Les pièces du puzzle IGIHANGO.
Il y a un peu moins de deux mois, nous avons appris qu'une alliance de partis
de l'opposition rwandaise en exil avait été mise sur pied. Cette alliance qui
réunit les Forces Démocratiques de Libération du Rwanda (FDLR,
majoritairement hutu et basé au Congo-Kinshasa) et l'Alliance Rwandaise pour
la Renaissance du Rwanda (majoritairement tutsi, basé en Amérique du Nord)
et Nation Imbaga y'Inyabutatu Nyarwanda (monarchiste,
mixte [?], Bruxelles) a été rendue possible grâce à la médiation opportune de
l'homme daffaires Valens Kajeguhakwa, en froid avec le régime de Kigali
depuis l'an dernier.
L'alliance était présentée comme un rassemblement volontaire de partis
rwandais en exil qui voulaient faire changer les choses dans leur pays. Au sein
d'un des partis, l'Arena pour ne pas la citer, la démarche entraîna des
dissensions et l'exclusion de certains de ses membres qui auraient engagé le
parti dans la coalition sans en avoir le mandat. Les dissensions ne furent pas
résorbées et la partie qui appuyait l'alliance s'est érigée en direction du parti
suite à un congrès qui aurait eu lieu à Ottawa le 7 et 8 mai. Un autre Congrès
(prévu depuis décembre 2001, initialement pour mars mais reporté très peu
fortuitement à mai), aura lieu le 18 et 19 mai dans la banlieue d'Ottawa et il
réunira autour du professeur de l'Université de Sacramento Alexandre Kimenyi
(Mobilisation) et de l'ingénieur de HydroQuébec Gratien Rudakubana (deux
coordinateurs sur quatre) une vingtaine de délégués venus de plusieurs villes
d'Amérique du Nord.
Nous avions donc à ce stade deux comités exécutifs pour un même parti. A
première vue les deux étaient sur un même pied puisque chacun était soutenu
par deux des coordinateurs initiaux, les deux déjà cités et l'ancien président de
l'Assemblée nationale du Rwanda Joseph Sebarenzi (Diplomatie) aux études
aux USA et le professeur Joseph Ngarambe (Information) résidant en France.

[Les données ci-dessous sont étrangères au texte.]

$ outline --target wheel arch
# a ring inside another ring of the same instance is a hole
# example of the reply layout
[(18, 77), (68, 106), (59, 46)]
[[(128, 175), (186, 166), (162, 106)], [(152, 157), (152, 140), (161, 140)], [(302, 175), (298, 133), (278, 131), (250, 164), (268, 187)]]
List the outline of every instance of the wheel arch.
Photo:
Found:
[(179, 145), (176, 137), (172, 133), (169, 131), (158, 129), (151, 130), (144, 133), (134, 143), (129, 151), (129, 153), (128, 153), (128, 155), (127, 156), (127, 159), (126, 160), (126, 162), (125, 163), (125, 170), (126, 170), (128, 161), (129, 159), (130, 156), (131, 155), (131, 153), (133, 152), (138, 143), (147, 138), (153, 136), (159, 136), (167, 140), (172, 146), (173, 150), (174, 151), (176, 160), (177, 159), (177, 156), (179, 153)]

Mais en contactant les proches de l'aile qui avait approuvé le pacte avec le
FDLR et les royalistes de Nation Imbaga on a appris que la personne
nommée au poste de Trésorier Général du Comité Exécutif de l'ARENA pro-
GIHANGO présidé par Augustin Kamongi (résidant aux USA), M.-C. N.
résidant à Bruxelles et membre de la famille d'un supporter du FDLR - n'avait
jamais fait partie du parti Arena malgré qu'elle aurait été approchée par un
ancien professeur membre de la coordination de l'Arena originale et qu'elle
n'avait pas l'intention d'en être (elle aurait même exigé que son nom soit retiré
des documents, du site Web du parti, etc. ce sera fait le mardi 28 mai mais il
ne sera pas possible de rattraper les communiqués bombardés urbi et orbi).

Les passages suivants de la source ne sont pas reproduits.